They worked with the government, secured the right permits and received funding and equipment from abroad. But the researchers, all Iranian, soon drew suspicion from the Revolutionary Guard Corps, a powerful branch of Iran's armed forces, and were arrested last year for alleged espionage.
Now, four members of the team charged with "spreading corruption on earth" could face the death penalty, and four others could be sentenced to up to 10 years in prison. The team, from the nonprofit Persian Wildlife Heritage Foundation, are awaiting a verdict in a trial that rights groups say has been marred by abuses and accusations of torture.
The ninth researcher who was detained, the foundation's chairman, Kavous Seyed-Emami, died in custody shortly after his arrest last year.
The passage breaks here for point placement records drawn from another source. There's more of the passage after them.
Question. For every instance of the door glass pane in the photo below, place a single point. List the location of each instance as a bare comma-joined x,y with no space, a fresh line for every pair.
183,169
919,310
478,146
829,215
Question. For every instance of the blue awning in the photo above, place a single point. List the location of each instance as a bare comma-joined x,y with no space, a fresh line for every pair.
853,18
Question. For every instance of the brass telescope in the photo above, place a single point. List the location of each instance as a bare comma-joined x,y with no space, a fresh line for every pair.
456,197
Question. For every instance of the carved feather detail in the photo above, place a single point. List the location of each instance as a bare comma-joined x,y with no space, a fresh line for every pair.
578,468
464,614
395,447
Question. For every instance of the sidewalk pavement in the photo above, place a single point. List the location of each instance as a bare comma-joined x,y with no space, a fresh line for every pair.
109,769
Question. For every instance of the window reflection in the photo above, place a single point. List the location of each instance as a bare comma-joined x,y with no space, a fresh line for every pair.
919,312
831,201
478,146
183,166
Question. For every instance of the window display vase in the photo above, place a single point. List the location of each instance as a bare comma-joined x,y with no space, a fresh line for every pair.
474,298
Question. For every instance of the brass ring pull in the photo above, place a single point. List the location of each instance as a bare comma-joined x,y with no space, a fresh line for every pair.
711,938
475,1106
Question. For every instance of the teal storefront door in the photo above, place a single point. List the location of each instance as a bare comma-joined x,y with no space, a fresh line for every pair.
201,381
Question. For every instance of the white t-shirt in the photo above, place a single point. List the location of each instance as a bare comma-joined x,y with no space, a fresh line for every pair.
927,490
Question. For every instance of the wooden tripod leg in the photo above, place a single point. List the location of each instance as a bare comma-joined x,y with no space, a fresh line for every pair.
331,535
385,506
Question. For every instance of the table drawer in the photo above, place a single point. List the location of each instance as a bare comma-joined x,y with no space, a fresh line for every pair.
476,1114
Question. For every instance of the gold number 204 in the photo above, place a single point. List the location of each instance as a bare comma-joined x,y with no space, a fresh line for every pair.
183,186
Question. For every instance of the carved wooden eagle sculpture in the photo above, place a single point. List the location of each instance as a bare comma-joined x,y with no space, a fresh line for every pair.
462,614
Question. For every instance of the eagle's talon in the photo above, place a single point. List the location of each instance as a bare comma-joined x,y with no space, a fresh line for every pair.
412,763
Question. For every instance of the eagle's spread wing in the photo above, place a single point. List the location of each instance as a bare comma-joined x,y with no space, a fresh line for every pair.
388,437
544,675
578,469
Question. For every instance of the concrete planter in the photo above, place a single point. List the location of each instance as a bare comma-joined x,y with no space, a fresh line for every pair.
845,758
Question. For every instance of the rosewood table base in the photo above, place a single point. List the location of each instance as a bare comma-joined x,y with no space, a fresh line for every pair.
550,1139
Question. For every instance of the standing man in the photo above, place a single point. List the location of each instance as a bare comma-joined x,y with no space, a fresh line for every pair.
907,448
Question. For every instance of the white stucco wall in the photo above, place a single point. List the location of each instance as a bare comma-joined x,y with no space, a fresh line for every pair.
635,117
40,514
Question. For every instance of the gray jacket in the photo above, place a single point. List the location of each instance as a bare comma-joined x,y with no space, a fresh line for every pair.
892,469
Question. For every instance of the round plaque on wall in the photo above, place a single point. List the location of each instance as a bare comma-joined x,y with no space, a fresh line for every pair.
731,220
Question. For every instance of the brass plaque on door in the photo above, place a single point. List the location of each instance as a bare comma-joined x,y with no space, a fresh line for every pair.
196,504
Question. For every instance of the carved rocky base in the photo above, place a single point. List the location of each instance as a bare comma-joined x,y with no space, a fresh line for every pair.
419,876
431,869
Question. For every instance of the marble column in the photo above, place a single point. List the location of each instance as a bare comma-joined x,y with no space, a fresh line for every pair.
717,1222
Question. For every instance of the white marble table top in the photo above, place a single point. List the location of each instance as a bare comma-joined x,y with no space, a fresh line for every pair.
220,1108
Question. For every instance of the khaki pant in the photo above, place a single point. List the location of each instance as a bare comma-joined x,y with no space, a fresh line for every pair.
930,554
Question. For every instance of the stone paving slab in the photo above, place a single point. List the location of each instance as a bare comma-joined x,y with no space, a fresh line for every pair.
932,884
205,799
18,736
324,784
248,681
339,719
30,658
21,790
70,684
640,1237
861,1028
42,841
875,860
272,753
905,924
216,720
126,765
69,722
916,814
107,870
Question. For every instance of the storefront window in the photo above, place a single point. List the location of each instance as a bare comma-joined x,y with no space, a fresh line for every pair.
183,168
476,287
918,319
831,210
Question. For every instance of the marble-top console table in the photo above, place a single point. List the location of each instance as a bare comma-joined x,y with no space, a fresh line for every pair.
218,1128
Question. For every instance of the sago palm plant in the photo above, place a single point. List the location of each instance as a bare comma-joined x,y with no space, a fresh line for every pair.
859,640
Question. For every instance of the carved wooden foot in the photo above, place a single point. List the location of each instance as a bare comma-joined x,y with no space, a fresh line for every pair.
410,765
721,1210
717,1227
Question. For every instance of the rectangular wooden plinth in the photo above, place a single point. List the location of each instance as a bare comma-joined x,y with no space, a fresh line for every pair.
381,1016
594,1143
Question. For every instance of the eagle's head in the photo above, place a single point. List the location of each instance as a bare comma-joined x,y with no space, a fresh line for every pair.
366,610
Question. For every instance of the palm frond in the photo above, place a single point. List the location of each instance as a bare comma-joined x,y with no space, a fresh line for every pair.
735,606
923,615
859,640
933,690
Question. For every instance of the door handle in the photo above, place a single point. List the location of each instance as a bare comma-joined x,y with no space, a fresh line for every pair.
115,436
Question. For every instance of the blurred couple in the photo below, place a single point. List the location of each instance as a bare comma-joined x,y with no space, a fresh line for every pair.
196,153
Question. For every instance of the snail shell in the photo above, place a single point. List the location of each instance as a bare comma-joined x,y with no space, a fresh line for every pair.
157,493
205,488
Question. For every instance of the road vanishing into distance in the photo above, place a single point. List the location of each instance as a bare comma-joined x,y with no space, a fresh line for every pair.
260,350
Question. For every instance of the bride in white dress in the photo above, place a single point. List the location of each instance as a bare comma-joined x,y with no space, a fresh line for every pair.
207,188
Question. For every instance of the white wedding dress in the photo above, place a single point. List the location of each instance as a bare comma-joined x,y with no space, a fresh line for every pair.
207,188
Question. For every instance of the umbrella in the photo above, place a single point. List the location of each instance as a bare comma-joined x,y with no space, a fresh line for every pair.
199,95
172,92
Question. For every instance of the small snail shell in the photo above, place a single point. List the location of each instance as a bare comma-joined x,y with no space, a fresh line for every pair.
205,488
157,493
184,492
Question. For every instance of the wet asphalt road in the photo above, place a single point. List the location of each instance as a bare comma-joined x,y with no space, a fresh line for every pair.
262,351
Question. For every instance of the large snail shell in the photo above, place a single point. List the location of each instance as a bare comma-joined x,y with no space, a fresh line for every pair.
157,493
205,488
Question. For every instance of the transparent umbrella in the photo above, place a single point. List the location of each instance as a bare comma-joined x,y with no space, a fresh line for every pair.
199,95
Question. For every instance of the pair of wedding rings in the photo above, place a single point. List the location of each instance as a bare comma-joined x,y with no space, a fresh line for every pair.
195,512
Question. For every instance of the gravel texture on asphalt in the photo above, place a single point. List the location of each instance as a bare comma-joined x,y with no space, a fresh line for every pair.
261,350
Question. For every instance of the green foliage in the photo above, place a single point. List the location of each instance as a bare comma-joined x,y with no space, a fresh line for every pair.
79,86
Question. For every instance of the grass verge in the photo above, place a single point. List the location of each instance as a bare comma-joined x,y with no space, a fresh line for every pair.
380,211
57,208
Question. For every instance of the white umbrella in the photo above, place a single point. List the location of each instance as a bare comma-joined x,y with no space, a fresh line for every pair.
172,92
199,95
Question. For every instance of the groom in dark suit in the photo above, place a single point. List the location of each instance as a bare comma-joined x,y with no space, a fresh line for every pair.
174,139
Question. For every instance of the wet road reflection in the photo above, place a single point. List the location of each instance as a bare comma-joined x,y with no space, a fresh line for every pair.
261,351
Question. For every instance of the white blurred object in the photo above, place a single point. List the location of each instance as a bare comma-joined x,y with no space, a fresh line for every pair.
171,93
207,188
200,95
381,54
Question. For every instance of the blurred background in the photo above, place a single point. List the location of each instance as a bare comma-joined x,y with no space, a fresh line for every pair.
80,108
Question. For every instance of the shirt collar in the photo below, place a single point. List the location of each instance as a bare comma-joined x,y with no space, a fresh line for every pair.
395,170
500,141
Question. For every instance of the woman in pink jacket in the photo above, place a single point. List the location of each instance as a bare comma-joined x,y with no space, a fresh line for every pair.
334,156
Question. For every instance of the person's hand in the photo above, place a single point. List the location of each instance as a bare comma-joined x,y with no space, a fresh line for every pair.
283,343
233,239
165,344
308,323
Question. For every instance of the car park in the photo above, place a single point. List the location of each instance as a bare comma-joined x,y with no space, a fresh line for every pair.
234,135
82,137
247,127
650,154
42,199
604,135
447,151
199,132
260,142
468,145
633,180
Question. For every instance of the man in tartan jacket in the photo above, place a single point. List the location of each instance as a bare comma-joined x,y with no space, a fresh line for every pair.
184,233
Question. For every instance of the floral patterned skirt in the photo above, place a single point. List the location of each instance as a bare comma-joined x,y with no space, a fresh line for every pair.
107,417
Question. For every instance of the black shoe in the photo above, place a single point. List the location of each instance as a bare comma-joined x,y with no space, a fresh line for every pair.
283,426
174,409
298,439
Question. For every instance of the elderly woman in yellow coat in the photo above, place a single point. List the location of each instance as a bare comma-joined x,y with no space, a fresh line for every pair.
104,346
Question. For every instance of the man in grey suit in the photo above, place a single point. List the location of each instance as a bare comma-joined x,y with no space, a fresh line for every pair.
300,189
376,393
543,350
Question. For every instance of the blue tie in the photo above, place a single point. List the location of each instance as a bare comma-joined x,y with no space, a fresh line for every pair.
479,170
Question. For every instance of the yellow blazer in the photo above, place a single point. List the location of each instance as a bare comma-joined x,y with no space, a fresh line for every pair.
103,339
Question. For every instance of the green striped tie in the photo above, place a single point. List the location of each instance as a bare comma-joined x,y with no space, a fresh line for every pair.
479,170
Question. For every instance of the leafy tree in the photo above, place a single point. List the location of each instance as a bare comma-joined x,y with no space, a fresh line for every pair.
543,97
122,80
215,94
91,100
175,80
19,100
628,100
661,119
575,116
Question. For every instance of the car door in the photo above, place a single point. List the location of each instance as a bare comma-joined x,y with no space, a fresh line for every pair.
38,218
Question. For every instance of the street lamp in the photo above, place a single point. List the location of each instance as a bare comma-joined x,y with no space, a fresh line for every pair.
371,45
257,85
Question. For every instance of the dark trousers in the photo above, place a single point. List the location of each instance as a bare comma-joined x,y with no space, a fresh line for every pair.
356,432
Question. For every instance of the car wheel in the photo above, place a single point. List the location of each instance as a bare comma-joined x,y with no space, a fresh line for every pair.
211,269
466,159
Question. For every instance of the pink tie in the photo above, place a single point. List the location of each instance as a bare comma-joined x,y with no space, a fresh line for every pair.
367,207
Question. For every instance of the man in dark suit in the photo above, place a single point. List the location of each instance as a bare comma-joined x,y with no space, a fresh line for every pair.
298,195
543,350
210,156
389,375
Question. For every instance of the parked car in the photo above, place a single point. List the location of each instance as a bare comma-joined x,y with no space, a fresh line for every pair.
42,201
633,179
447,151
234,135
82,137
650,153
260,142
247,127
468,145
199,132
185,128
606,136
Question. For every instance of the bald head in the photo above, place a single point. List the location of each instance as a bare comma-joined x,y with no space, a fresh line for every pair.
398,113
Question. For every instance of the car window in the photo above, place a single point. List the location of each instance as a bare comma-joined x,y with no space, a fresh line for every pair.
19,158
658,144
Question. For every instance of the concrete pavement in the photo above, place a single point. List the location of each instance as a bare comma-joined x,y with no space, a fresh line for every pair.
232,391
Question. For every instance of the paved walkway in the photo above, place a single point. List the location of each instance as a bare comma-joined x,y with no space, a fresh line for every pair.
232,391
Tehran's prosecutor general said Seyed-Emami, a professor who also held Canadian citizenship, had died by suicide, but family members and colleagues have rejected that account.
"He was hopeful and optimistic about the country's future," Seyed-Emami's son, Mehram, said in an interview. "He was never one to have hard-line or polarized views."
The plight of the conservationists, described by friends and family as passionate champions of the environment, has highlighted what analysts say is the growing criminalization of scientific and scholarly research in Iran, spurred in part by the security forces' profound suspicion of contacts with foreign institutions.